Friday, December 7, 2007

Evaluating The Latest U.S. Jobs Report

From Bloomberg:

“Jobs proved to be one of the few bright spots in a year when home prices plunged the most in at least four decades, energy costs hit a record and mortgage-bond losses roiled financial markets. Gains in wages and employment may help prop up spending as the economy struggles to avoid its first recession since 2001.

‘It buys the economy time and allows the Fed to lower rates without panicking,’ said John Silvia, chief economist at Wachovia Corp. in Charlotte, North Carolina, who forecast payrolls would rise by 90,000. ‘The economy is slowing down in the fourth quarter, but not so rapidly that you're going to have a big down-draft in consumer spending.’”

From Forbes:

“By itself, the job growth will likely not be enough to dissuade the Federal Reserve from cutting interest rates. Peter Morici, a professor of business at the University of Maryland, explained that the November job growth still showed strains from spiking subprime defaults.

‘Residential construction, financial services, and manufacturing displayed weakness, indicating growth is slowing significantly in the fourth quarter and further raising prospects for an interest rate cut at the Dec. 11 meeting of the Federal Open Market Committee,’ said Morici. At the meeting, the Federal Reserve's policy-setting panel is widely expected to cut its federal funds target rate by at least 25 basis points from the current 4.5%.”

From The Daily Reckoning:

“ADP uses the same birth/death model that the Bureau of Labor Statistics uses, which automatically voids this report in my mind.
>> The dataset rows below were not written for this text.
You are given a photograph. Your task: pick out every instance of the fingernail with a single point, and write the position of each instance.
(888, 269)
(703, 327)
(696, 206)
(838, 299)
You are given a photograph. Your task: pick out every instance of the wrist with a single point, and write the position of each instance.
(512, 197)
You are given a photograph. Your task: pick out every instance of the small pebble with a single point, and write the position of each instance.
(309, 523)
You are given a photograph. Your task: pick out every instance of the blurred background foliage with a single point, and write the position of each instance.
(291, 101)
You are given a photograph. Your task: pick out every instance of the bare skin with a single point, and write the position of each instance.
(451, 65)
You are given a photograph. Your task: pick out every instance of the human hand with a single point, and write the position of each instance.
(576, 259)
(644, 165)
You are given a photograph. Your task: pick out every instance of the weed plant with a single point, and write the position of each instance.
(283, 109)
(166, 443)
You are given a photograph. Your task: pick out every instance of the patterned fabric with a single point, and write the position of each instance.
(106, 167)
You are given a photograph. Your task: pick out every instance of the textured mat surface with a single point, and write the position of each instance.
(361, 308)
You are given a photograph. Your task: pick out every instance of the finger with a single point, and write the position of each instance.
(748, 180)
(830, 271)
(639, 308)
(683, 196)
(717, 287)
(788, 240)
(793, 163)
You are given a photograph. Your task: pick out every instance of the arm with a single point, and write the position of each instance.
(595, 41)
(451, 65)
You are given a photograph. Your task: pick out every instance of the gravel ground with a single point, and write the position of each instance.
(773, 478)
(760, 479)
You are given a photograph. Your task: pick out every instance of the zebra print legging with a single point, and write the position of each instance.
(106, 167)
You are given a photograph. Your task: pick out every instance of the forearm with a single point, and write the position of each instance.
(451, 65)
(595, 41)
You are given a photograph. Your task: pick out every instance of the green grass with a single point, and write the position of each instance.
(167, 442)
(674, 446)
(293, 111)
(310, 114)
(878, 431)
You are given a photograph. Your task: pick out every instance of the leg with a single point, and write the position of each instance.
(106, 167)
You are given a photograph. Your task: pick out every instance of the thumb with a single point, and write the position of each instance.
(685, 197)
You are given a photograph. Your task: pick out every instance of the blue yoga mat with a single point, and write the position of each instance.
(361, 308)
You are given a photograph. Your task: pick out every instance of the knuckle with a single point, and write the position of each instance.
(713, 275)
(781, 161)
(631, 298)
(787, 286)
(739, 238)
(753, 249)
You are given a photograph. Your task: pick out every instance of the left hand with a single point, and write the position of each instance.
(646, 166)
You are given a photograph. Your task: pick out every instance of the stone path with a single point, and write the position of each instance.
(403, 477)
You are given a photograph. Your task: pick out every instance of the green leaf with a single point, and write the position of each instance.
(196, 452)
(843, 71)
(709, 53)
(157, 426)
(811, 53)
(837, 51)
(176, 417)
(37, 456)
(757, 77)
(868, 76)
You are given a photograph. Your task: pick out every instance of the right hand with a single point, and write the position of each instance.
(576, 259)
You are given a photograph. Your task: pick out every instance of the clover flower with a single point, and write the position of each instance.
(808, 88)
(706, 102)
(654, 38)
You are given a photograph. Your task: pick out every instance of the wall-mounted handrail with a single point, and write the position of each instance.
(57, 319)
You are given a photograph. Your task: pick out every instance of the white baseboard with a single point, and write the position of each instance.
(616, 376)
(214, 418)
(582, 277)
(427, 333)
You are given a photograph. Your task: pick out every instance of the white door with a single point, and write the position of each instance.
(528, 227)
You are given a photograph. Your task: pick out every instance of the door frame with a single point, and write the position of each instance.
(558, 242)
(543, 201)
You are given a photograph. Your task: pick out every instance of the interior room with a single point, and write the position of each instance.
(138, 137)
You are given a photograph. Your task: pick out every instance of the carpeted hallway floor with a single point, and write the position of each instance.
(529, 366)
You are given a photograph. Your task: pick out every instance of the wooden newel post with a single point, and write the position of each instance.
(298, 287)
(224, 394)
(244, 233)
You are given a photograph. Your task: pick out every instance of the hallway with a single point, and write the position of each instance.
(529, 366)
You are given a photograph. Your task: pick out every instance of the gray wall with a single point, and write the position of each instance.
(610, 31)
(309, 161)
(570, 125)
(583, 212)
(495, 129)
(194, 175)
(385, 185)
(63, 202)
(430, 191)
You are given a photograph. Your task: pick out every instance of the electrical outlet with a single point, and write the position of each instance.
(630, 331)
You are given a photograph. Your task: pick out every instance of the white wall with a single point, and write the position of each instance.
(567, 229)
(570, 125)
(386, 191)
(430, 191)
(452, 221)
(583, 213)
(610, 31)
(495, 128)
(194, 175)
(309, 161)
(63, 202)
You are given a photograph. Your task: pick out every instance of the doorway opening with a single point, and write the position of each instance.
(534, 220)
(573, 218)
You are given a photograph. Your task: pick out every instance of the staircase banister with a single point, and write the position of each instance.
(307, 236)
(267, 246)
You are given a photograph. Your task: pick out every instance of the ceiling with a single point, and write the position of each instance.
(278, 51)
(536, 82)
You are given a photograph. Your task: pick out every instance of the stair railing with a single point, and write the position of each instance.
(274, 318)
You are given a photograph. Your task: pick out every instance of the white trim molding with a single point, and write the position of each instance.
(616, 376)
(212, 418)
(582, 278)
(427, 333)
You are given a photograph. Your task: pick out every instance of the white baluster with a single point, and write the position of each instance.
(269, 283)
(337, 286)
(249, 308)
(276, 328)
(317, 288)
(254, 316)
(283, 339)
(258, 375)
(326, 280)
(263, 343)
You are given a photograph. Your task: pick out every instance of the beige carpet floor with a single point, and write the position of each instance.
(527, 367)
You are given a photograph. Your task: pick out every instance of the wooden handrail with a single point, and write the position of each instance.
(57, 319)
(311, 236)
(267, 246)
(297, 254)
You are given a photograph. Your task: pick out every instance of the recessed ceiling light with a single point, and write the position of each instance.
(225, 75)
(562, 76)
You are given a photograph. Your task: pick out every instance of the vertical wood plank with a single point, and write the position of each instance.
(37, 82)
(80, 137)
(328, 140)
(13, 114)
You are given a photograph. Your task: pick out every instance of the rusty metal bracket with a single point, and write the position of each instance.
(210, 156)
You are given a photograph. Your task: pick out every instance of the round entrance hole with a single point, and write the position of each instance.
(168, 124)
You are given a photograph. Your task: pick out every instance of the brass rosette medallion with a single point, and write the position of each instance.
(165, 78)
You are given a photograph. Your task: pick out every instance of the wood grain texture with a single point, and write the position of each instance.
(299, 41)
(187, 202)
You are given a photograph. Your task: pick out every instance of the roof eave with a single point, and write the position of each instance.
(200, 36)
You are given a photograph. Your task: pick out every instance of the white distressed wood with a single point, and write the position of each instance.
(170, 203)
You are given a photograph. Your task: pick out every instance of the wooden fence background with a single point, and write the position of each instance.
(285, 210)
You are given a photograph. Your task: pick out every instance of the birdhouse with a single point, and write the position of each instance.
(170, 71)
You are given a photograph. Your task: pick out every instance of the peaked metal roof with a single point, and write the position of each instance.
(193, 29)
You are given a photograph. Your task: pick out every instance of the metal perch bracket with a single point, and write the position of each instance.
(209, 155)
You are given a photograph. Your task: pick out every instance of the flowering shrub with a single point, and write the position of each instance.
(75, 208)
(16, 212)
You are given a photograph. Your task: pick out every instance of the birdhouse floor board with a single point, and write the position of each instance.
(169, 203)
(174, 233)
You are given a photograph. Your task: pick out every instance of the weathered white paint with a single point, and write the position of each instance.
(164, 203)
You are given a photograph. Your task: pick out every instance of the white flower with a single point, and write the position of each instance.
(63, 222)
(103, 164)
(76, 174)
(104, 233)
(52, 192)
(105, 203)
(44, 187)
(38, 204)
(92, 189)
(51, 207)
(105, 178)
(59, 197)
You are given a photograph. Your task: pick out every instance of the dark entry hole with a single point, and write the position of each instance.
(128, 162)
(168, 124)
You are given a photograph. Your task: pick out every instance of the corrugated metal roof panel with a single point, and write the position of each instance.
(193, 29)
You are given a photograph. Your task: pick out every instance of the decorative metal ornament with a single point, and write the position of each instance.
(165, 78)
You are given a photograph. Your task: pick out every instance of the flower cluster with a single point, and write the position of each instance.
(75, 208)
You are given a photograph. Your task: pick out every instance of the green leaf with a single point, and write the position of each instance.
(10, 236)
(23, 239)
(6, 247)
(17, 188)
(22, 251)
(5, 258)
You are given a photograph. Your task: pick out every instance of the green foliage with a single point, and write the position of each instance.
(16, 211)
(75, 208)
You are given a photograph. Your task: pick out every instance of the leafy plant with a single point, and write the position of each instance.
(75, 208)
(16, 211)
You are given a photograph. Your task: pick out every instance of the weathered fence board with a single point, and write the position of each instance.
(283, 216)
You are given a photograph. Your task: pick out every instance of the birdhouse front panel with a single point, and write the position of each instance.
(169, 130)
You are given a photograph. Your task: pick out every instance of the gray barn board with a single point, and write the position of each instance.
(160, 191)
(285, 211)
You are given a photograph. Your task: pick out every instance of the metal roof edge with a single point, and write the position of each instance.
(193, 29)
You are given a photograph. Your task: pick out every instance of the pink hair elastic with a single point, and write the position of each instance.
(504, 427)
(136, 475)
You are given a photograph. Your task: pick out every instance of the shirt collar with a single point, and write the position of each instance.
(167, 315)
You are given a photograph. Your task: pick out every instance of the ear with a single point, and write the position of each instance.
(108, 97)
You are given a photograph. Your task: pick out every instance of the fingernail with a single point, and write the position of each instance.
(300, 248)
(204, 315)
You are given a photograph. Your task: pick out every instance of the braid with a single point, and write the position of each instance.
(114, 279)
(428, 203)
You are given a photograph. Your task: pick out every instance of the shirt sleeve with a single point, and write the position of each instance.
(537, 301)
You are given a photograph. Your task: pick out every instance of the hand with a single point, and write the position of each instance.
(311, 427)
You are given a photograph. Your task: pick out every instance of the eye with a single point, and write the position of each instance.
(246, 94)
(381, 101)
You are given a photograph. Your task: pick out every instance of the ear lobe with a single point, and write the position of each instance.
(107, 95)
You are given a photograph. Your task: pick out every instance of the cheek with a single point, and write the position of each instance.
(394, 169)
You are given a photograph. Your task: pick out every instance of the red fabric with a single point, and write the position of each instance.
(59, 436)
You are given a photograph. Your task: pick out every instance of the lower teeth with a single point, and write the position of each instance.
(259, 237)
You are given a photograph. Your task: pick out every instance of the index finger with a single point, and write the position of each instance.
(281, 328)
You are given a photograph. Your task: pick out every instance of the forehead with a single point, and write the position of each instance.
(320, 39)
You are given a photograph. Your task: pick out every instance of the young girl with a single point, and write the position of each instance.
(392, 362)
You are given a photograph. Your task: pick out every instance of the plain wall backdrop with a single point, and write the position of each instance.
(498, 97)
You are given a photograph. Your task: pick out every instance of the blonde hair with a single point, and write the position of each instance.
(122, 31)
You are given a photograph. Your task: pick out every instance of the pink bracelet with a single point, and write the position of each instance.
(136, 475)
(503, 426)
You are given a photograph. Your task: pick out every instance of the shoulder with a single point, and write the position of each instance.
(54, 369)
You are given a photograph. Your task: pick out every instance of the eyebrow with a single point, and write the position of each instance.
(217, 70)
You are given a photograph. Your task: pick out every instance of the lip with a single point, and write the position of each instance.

You see even the BLS admits that the birth/death model exaggerates the wrong way when cycles turn.

And the ISM non-manufacturing (service sector) Index fell yesterday, and their jobs portion of the index fell to just above the expansion level of 50, to 50.8… So, the ISM doesn't agree with ADP either…

But, as I said, this information was quickly swept under the rug, and those that were betting on a 50 BPS cut from the Fed next week, quickly removed those bets, and bought dollars… And stocks thought this news was just marvelous, but then they thought bad employment numbers were marvelous too, which means… carry trades went back on yesterday!”